3 Interaction Model (8 points)

## install.packages("HistData",  repos = "http://cran.us.r-project.org", dependencies=TRUE).  (After the first compile, we may comment out this line.
library("HistData")
data(GaltonFamilies)
Galton2 <- data.frame(GaltonFamilies)
names(Galton2)
## [1] "family"          "father"          "mother"          "midparentHeight"
## [5] "children"        "childNum"        "gender"          "childHeight"

Note: I will use “we” or “us” hereinafter to avoid first paragraph narrative which in my opinion does not come across as a very convincing means of communicating data analysis. In other words, the use of “we” or “us” does not indicate that another individual or entity assisted in the response to the six Mid-Term Exam responses.

3.1. Fit an the interaction model g1: childHeight ~ gender + midparentHeight + gender:midparentHeight.

g1 <- lm(childHeight~gender+midparentHeight+gender:midparentHeight, data = Galton2)

Response to Question No. 3.1: As shown above, we use the R function lm to create interaction model “g1” which is used to carry out regression at a single stratum analysis of variance and analysis of co-variance.

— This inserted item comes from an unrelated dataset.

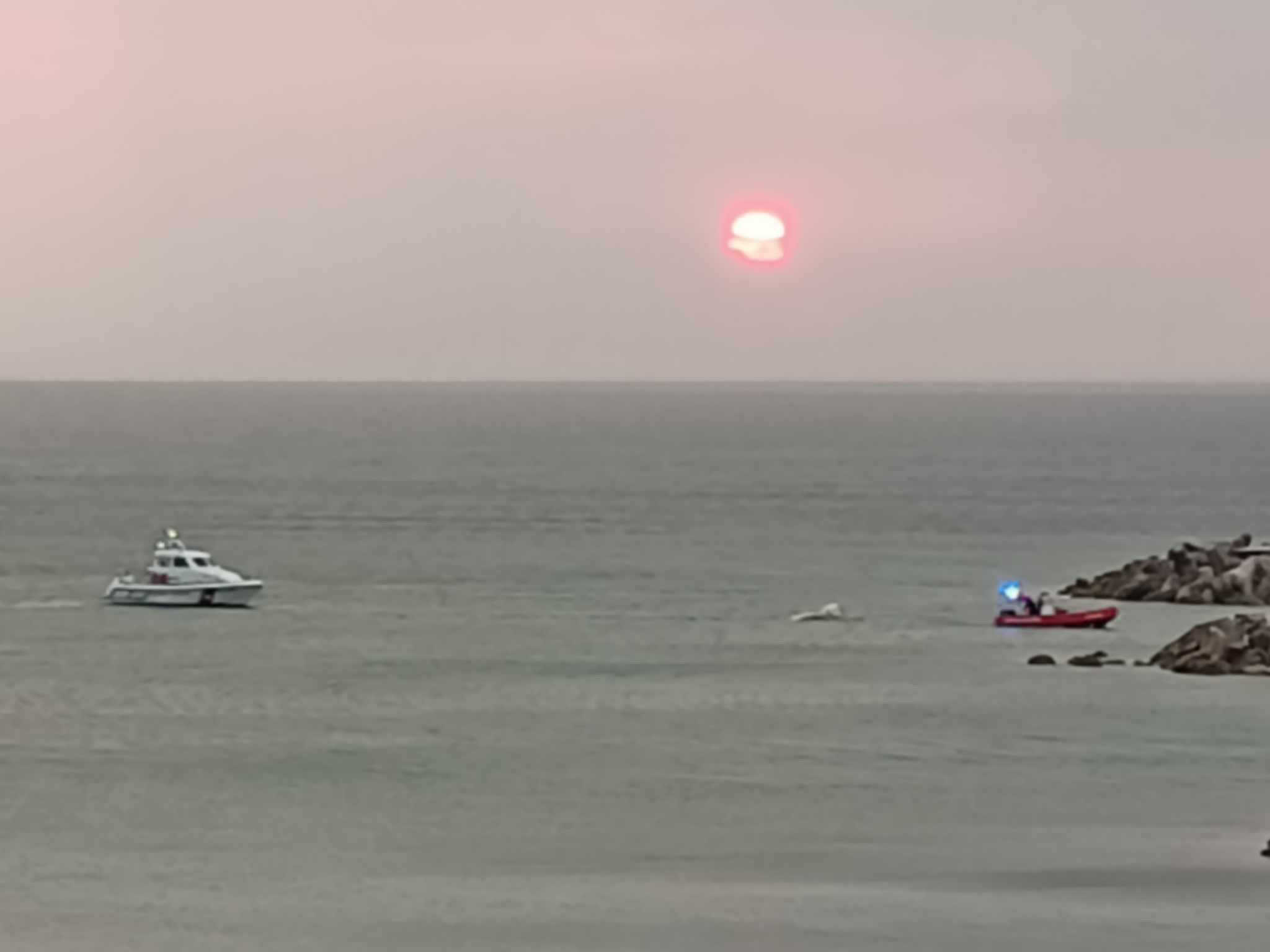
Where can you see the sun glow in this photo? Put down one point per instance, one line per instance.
(757, 236)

3.2. Using title “Residual Plot”, obtain the scatterplot of the residuals vs fitted values. Don’t print it, save it in p1.

library(ggplot2)
p1 <- ggplot(g1) + 
  aes(x=.fitted, y=.resid) + 
  geom_point() +
  labs(title = "Residual Plot")

Response to Question No. 3.2: As shown above, no plot is displayed and instead we have save the data to memory as “p1.” As shown above, we first initializes a ggplot object and use the R function aes() as we expect all layers to use the same data and the same set of aesthetics, throughout this problem set.

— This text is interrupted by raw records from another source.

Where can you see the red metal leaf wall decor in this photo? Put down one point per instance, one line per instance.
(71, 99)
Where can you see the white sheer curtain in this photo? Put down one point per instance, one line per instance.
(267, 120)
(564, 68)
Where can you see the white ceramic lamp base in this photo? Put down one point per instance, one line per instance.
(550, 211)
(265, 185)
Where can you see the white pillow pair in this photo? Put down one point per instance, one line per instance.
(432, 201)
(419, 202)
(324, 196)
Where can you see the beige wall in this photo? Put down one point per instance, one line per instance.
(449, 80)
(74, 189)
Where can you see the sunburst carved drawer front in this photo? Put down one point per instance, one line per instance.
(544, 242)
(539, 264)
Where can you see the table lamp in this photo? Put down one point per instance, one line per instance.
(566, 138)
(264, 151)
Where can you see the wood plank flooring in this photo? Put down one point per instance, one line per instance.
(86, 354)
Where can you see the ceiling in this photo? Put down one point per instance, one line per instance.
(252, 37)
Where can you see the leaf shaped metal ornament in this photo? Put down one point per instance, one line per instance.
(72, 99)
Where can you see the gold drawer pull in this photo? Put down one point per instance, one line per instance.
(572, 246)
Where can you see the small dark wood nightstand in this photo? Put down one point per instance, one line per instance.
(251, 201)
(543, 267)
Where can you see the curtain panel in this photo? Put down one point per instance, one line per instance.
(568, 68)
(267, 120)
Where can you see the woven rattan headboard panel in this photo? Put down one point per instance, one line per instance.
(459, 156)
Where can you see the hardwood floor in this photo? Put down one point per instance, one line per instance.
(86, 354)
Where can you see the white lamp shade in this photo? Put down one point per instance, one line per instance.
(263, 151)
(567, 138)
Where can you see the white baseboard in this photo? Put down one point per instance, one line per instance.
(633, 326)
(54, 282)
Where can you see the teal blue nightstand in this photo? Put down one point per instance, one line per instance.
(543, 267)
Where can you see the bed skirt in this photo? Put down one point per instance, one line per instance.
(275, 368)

3.3. Using title “Residual Plot”, obtain the scatterplot of the residuals vs midparentHeight. Don’t print it, save it in p2.

p2 <- ggplot(g1) + 
  aes(x=midparentHeight, y=.resid) + 
  geom_point() +
  labs(title = "Residual Plot")

Response to Question No. 3.3: Same procedure in RStudio with “midparentHeight” to create a residual plot and save to memory as “p2” (nothing to see here “move on”).

3.4. Using title “Boxplot”, obtain the boxplot of the residuals vs gender. Don’t print it, save it in p3.

p3 <- ggplot(g1) + 
  aes(x=gender, y=.resid) + 
  geom_boxplot() +
  labs(title = "Boxplot")

Response to Question No. 3.4: Same procedure in RStudio with box and whiskers plot saved to memory to create “p2” (again, nothing to see here “move on”).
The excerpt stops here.